Attorney Benjamin Wilson said a bird nest in a light fixture caused the fire. "It heated to the point of ignition and that ignition took off," he said.
Morgan & Morgan attorneys Benjamin Wilson and Dylan Bess held a press conference Tuesday morning in wake of the Windsor Green fire that destroyed an apartment building on April 12. The lawyers are representing clients Brian and Krisha Alewine and their children who were victims of the fire.
"The filing of a lawsuit is imminent," Bess said.
The lawsuit will be against Windsor Green, Benchmark CAMS and possibly others, Wilson said.
"They are operating under a code from the '90s," Wilson said. "It's unacceptable."
On April 16, Morgan & Morgan announced the Alewine family had hired its attorneys to investigate the catastrophic apartment complex fire that destroyed 9 units and injured seven people.
"The fire that occurred at Windsor Green was an awful event," Bess said. "We don’t believe any resident had any part in starting the fire."

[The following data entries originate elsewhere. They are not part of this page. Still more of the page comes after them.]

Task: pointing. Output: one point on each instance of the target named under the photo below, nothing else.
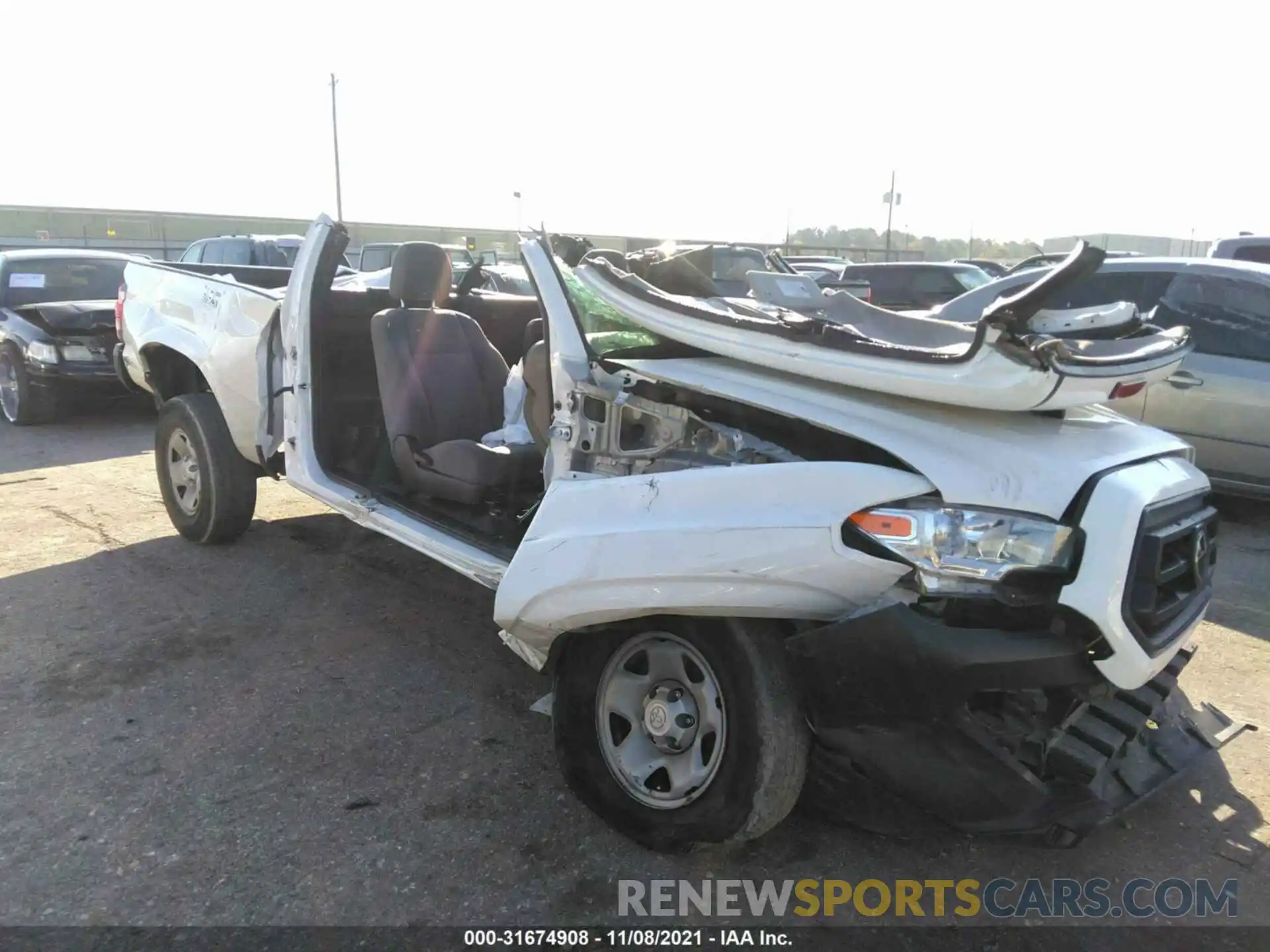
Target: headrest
(421, 270)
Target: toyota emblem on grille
(1201, 550)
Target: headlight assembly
(967, 551)
(42, 350)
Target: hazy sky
(685, 118)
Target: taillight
(118, 311)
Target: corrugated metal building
(164, 235)
(1142, 244)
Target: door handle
(1185, 380)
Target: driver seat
(441, 383)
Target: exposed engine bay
(634, 436)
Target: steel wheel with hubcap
(681, 731)
(661, 720)
(183, 471)
(207, 485)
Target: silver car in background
(1220, 399)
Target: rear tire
(763, 736)
(207, 487)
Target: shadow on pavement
(1242, 600)
(207, 724)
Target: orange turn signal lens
(886, 524)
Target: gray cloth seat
(538, 383)
(441, 383)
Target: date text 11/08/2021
(628, 938)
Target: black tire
(34, 404)
(226, 493)
(763, 761)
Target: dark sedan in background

Brian Alewine thanked first responders and the teenager who caught his son from a third-story balcony during Tuesday's news conference.
"Moving forward is slow and steady," Alewine said. "My wife is doing rehab, she won’t be able to put any weight on her leg for six weeks. Right now, it’s taking it day by day."
Horry County Fire Rescue spokesperson Mark Nugent said several people jumped from balconies during the fire. Those injured did not suffer burns, but did break bones jumping from balconies, Nugent said.
The blaze started about 9:15 p.m. at 4970 Windsor Green Way in Carolina Forest. Nugent said the fire originated on the exterior wall of the second floor breezeway, near unit 201. The cause of the fire is still under investigation, and there is no evidence indicating the fire is suspicious, Nugent said.
Sixteen buildings in Windsor Green do not have a fire sprinkler system, including the building that burned. The buildings weren't required to have sprinklers when built in the late '90s. Starting in 2000, the International Fire Code that Horry County uses required apartment buildings with more than two stories tall and more than 16 units had to have sprinklers.
Lawyers also spoke about the upstairs units only having one exit — the front door.
Complexes in Windsor Green that have six or more units do not have back stair exits for upstairs units. About 23 four-unit buildings have stairs off the back of the upstairs units.
Sarah Gambill, a Windsor Green resident who lives several buildings from where the fire occurred, said the fire "scared her family to death." Gambill and her husband live on a third-floor apartment with five children.
"Now we've been planning," she said, adding they went and bought a hook ladder after the latest fire. "It's something you don't think about until something bad happens."
Gambill said she was shocked when she realized the building she and her family live in does not have sprinklers.
"We had never had that conversation before," she said.
The fire was the second to hit Windsor Green in the last five years. A fire in 2013 destroyed 26 buildings. It took crews nearly four hours to get the blazes under control.